America’s Oldest Museum of Black Culture Started in a Living Room
The DuSable Museum of African American History was founded by Margaret Taylor-Burroughs, born on this day in 1915
Today, the DuSable Museum of African American History is a Chicago landmark. In 1961, it was started in the living room of Margaret Taylor-Burroughs.
Born on this day in 1915, Taylor-Burroughs started what was then called the Ebony Museum of Negro History in the downstairs of her house with a group of other concerned citizens and her husband, Charles Burroughs. The museum, which is the oldest independently owned museum of black culture in the United States, was created to preserve, study and teach black history and art.
She was extremely qualified for the job as a longtime teacher, artist and public historian. Taylor-Burroughs, who died in 2010, described how she founded the museum and its early years in an interview with public historian John E. Fleming in 1999.
“We collected various things and when people heard what we were doing they had various things, and they brought them, and we cleared all of the furniture out of the first-floor parlor for the museum,” she said.
In the beginning, the small museum taught classes on how to teach black history, she said. Students started visiting. By 1973, the museum needed more space and moved into its current digs within Washington Park. Today, it's a Smithsonian affiliate, and its collections include a significant collection of 19th and 20th century works by African-American artists, such as the Freedom Mural and historical artifacts like this quilt cover made in 1900, as well as an archives.
Its name also changed.
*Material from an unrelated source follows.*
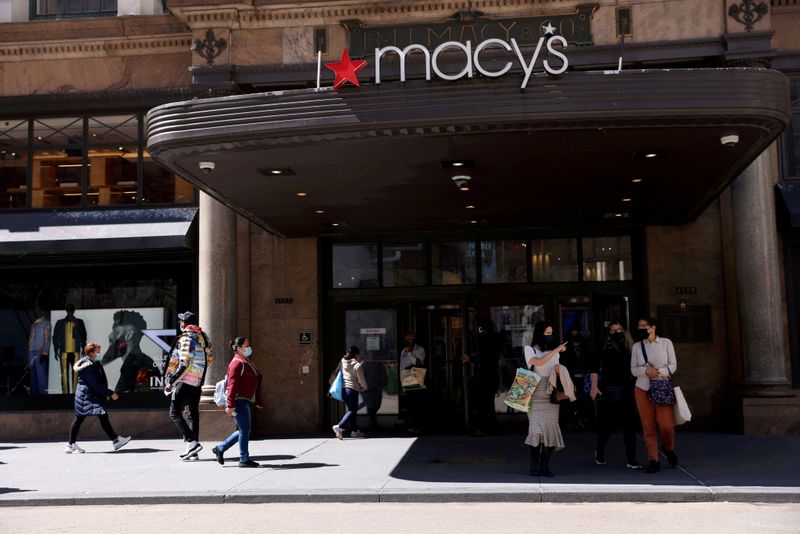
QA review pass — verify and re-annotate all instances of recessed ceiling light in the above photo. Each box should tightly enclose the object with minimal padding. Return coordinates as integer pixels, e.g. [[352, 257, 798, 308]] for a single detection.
[[442, 159, 475, 169], [258, 167, 295, 176]]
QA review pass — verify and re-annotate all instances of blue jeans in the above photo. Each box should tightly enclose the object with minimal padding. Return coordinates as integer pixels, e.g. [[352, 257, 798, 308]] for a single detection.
[[339, 388, 358, 436], [217, 399, 252, 462], [28, 351, 47, 395]]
Taylor-Burroughs said that the word “Ebony” was removed from the name partly because it was the name of Ebony Magazine, which was headquartered nearby. In time, it took on the name DuSable after Jean Baptiste Point DuSable, who was Chicago’s first non-indigenous settler according to the Encyclopedia of Chicago. DuSable was an Afro-French fur trader, the encyclopedia writes.
“The DuSable quickly became a resource for teaching African American history and culture and a focal point in Chicago for black social activism,” writes the encyclopedia, “particularly because of limited cultural resources then available to Chicago's large black population. Through the years, the museum has served as nerve center for political fundraisers, community festivals, and social and civic events serving the black community.”
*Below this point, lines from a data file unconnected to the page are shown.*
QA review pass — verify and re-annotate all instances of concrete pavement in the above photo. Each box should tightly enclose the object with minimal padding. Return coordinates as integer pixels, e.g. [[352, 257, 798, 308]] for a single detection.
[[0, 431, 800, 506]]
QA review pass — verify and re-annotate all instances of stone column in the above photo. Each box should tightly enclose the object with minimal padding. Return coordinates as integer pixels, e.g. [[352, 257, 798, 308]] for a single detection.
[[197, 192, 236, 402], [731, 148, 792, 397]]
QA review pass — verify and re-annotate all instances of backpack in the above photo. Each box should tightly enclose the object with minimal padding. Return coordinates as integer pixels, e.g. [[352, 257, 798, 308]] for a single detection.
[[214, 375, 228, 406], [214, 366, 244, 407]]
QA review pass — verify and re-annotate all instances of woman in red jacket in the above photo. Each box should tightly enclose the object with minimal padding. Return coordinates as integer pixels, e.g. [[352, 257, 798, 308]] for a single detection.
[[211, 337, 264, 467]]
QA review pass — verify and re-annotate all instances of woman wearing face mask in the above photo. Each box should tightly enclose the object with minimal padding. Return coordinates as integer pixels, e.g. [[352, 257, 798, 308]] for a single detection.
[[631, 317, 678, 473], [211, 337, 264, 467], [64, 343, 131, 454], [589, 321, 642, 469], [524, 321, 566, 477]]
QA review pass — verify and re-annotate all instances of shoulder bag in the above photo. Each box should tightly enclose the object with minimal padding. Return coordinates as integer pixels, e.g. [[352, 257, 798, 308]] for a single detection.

The Ebony Museum was one of a number of “neighbourhood museums” dealing with black history that were founded in the United States in the 1960s, writes historian Andrea A. Burns.
“While battling often adverse conditions, the leaders of these institutions elevated the recognition of black history and culture, provided space for community gatherings, and attempted to develop a strong sense of identity and self-affirmation among African-American audiences,” she writes.
“We weren’t started by anybody downtown; we were started by ordinary folks,” Taylor-Burroughs said about the DuSable.